What is important to see here though is that there is, effectively, absolutely NO escape from NSA eyes.
If you encrypt, they will get you. If you refuse them, they will shut you down. If you build a whole new service to thwart them - maybe they could even lean on PayPal to freeze your funds as well /tin-foil....
"Intelligence officials asked the Guardian, New York Times and ProPublica not to publish this article, saying that it might prompt foreign targets to switch to new forms of encryption or communications that would be harder to collect or read.
The three organisations removed some specific facts but decided to publish the story because of the value of a public debate about government actions that weaken the most powerful tools for protecting the privacy of internet users in the US and worldwide."
Was there a fuller version of this article available to the public at some point?
Probably not. Apparently they're running all these articles by the NSA, GCHQ, etc first. Which I think is beyond ridiculous at this point.
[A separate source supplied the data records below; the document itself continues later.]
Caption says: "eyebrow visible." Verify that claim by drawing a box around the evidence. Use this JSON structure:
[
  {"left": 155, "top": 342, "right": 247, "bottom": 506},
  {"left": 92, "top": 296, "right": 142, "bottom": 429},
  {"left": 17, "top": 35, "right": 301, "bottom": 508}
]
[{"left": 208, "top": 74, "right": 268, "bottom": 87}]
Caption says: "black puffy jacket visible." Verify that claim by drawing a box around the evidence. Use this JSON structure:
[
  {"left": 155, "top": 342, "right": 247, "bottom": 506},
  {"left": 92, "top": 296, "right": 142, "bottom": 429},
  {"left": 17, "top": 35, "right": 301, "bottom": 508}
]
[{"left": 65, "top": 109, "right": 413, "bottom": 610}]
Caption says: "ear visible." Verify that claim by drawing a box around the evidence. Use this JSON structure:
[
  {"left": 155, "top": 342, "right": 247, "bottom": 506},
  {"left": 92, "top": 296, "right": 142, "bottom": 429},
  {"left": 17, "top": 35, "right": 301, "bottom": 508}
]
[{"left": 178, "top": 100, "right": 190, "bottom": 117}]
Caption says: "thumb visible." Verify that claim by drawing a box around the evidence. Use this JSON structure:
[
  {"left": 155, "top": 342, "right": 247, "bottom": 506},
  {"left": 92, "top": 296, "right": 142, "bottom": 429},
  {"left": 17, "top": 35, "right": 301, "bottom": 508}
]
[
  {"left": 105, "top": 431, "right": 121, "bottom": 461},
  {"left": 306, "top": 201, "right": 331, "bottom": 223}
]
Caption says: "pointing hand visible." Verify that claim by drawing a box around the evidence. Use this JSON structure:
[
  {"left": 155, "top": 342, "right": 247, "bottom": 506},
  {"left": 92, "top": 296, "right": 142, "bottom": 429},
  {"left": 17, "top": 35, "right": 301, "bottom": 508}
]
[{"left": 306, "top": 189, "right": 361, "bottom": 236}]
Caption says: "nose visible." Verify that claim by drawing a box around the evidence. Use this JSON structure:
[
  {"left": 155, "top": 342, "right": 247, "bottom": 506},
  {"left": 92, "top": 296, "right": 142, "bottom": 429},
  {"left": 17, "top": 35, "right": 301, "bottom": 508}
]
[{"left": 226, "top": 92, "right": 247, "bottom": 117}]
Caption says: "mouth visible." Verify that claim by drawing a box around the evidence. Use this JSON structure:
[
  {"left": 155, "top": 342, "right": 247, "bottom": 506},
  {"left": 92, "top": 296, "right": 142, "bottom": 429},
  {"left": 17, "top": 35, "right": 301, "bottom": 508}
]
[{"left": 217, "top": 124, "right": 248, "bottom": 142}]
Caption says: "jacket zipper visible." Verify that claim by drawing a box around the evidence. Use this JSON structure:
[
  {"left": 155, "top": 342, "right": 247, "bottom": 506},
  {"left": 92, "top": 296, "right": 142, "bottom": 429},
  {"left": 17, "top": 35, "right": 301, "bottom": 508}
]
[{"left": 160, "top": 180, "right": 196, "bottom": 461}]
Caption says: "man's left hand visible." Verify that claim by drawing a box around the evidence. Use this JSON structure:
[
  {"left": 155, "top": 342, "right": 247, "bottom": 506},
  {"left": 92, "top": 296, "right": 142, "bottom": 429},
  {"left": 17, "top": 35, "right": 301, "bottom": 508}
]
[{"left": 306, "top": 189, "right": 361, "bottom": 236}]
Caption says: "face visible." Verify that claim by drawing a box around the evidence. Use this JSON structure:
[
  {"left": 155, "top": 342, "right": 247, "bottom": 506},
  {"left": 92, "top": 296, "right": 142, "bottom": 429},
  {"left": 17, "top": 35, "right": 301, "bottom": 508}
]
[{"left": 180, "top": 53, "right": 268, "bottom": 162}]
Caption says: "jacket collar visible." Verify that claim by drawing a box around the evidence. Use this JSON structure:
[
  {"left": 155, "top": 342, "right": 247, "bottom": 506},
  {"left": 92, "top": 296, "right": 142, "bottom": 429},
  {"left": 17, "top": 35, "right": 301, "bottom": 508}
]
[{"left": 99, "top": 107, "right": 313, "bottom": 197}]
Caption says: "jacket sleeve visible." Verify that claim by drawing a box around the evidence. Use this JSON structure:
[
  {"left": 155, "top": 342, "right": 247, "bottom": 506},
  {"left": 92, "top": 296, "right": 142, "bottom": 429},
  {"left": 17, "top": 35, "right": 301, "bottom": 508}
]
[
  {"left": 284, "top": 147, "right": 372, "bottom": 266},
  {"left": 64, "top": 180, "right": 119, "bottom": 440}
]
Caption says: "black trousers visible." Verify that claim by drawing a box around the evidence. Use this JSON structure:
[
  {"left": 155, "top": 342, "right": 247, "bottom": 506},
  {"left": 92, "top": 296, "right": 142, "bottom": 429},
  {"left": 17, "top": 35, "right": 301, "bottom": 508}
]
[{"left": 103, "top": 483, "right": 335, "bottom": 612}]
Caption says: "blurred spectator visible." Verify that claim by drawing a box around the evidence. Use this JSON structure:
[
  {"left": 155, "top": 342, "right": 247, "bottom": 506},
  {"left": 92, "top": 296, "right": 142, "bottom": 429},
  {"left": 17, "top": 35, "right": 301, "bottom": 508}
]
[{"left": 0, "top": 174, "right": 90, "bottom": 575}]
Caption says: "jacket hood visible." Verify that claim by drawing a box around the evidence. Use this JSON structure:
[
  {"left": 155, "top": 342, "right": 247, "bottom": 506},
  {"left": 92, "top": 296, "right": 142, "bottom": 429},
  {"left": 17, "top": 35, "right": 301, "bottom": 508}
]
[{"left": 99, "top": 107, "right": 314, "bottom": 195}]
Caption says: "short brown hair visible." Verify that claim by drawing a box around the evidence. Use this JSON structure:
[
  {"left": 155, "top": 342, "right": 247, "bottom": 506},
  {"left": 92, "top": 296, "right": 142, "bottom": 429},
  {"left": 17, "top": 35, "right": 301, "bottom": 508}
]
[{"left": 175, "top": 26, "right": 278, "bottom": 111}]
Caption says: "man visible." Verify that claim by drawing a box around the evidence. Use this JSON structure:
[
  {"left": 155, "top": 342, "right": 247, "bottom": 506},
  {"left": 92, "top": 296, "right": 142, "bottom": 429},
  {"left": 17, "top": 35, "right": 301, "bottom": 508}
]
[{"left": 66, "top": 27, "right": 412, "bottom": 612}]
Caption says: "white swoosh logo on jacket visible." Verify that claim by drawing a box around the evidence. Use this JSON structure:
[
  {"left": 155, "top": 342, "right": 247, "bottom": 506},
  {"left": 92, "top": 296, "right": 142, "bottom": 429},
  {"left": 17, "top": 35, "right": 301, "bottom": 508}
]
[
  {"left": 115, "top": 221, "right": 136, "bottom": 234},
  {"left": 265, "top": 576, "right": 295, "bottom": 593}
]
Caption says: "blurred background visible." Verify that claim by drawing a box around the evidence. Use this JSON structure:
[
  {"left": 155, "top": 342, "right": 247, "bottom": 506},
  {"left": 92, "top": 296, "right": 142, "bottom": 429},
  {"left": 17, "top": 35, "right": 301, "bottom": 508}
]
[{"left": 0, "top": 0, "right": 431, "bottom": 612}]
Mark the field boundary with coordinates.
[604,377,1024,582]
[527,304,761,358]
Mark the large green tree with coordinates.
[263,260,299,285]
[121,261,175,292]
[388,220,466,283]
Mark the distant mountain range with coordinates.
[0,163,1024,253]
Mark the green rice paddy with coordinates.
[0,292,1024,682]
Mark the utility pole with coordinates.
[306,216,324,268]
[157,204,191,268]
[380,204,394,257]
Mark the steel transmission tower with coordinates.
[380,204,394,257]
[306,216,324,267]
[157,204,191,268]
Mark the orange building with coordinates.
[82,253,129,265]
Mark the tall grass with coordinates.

This is probably the most damning article of them all so far, and we all deserve to know the precise scope of these organizations' cryptanalytic capabilities that regard the public as "adversaries."
So this whole thing is one big "limited hangout" - designed to get some info out there and let the angst swell, then subside -- alowing for nothing to change.
It's basically one globally conditioning effort to reveal and get the world to accept, there is utterly zero privacy. Everything you do is monitored and watched. Period. Oh - and we forcefully and violently protect our stealing of your income to fund this.
I agree it's ridiculous. However, given what happened to Chelsea Manning, and given that the Guardian, NYT, etc can't always know in advance what could be construed as "aiding the enemy" it's sensible (in a self-preserving sense of the word) for them to get a NSA/GCHQ opinion on what pieces would "aid the enemy" and what wouldn't. They don't necessarily have to listen to the NSA or GCHQ, but later in court they can legitimately claim that they made an honest effort to avoid divulging information that would aid the enemy.
Actually it's a good thing they are able to get a response from agencies about their information. Their response in this case supports that the leaked information is real and also that the agencies care about its release. This just strengthens the case against them and reinforces the idea that they are the bad guys in the story.
Nope. Newspapers working with leaked documents like this usually give governments a heads-up that they will be running such and such a story and they ask for input on what should or shouldn't get published. They then take that into consideration.
As untog noted (https://news.ycombinator.com/item?id=6336178) in the discussion of the NYT piece on this topic, it's important to note that it's not like our security measures put up a fight and were defeated. They were mooted by a total circumvention. They never came into play. This is what I was talking about in an opinion piece recently on tc (http://techcrunch.com/2013/08/25/the-maginot-line/).
Laws need to be improved, but we may be able to find good point to point methods that don't rely on security methods with vulnerabilities baked into the silicon.
> "Project Bullrun deals with NSA's abilities to defeat the encryption used in specific network communication technologies. Bullrun involves multiple sources, all of which are extremely sensitive." The document reveals that the agency has capabilities against widely used online protocols, such as HTTPS, voice-over-IP and Secure Sockets Layer (SSL), used to protect online shopping and banking.
If what the US and UK are doing "undermines the fabric" of the Internet, what about what China and Russia are doing? Should we not bother worrying about them because we just expect them to be evil?